Strona:Dwa aspekty komunikacji.pdf/254

Z Wikiźródeł, wolnej biblioteki
Ta strona została przepisana.

W środkach przekazu (np. na zapisanej kartce papieru) nie jest zawarta żadna „immanentna wiedza o komunikacji”. To wszystko możemy wyłącznie zrekonstruować lub skonstruować na podstawie utrwalonej wiedzy kulturowej. To, czy będzie to rekonstrukcja czy – mocniej – konstrukcja wiedzy historycznej, zależy od dodatkowych założeń.

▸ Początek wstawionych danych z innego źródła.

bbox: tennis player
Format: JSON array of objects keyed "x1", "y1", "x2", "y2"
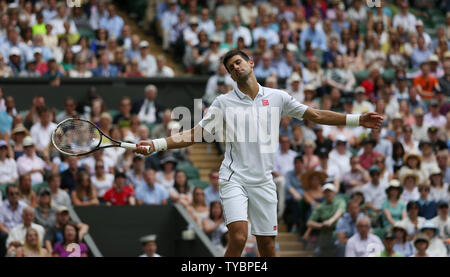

5. Założenie o samoodnośności badań

Założenie to może być rozumiane zarówno jako przeznaczone dla badań teoretycznych, jak i dla innych założeń. Jest po prostu metawarunkiem, gdyż wyznacza nie tylko ramy samej praktyki badawczej, ale również granice dla pozostałych założeń i warunków. Zakładam bowiem, że przedstawiona kulturalistyczna definicja komunikacji jest punktem wyjścia, jedynie heurystycznym narzędziem służącym za drogowskaz. Nie jest to więc żadna definicja realna, chociaż niekiedy może się taką wydawać. Oznacza to, że z pełną świadomością przyjmuję, iż w trakcie późniejszych analiz napotkam sytuacje trudne do zinterpretowania, które postawią znak zapytania przed całą konstrukcją teoretyczną i podadzą w wątpliwość wiele założeń. Napotkam takie działania społeczne, które zburzą logikę powyższego wywodu. Nie chcę zakładać, że jedyną poprawną odpowiedzią będzie wówczas: „tym gorzej dla faktów”. Wręcz przeciwnie, zakładam, że nasze (tzn. badaczy) wyobrażenia o komunikacji, tak jak i sama refleksja nad nią, są zrelatywizowane do warunków historyczno-społecznych i w związku z tym nie mają charakteru uniwersalnego czy też powszechnie obowiązującego. Twierdząc zatem, że komunikatorzy i teoretycy komunikacji mają wyobrażenie komunikacji, należy również przyjąć, iż prezentowane propozycje rozwiązań są „tylko” jedną z wielu (zmiennych historycznie) koncepcji. Nie można więc przykładać do takiego teoretycznego wyobrażenia miary „prawdy i fałszu”, lepszego dopasowania czy adekwatności. Można natomiast mówi o użyteczności danego ujęcia na gruncie rozważań humanistycznych.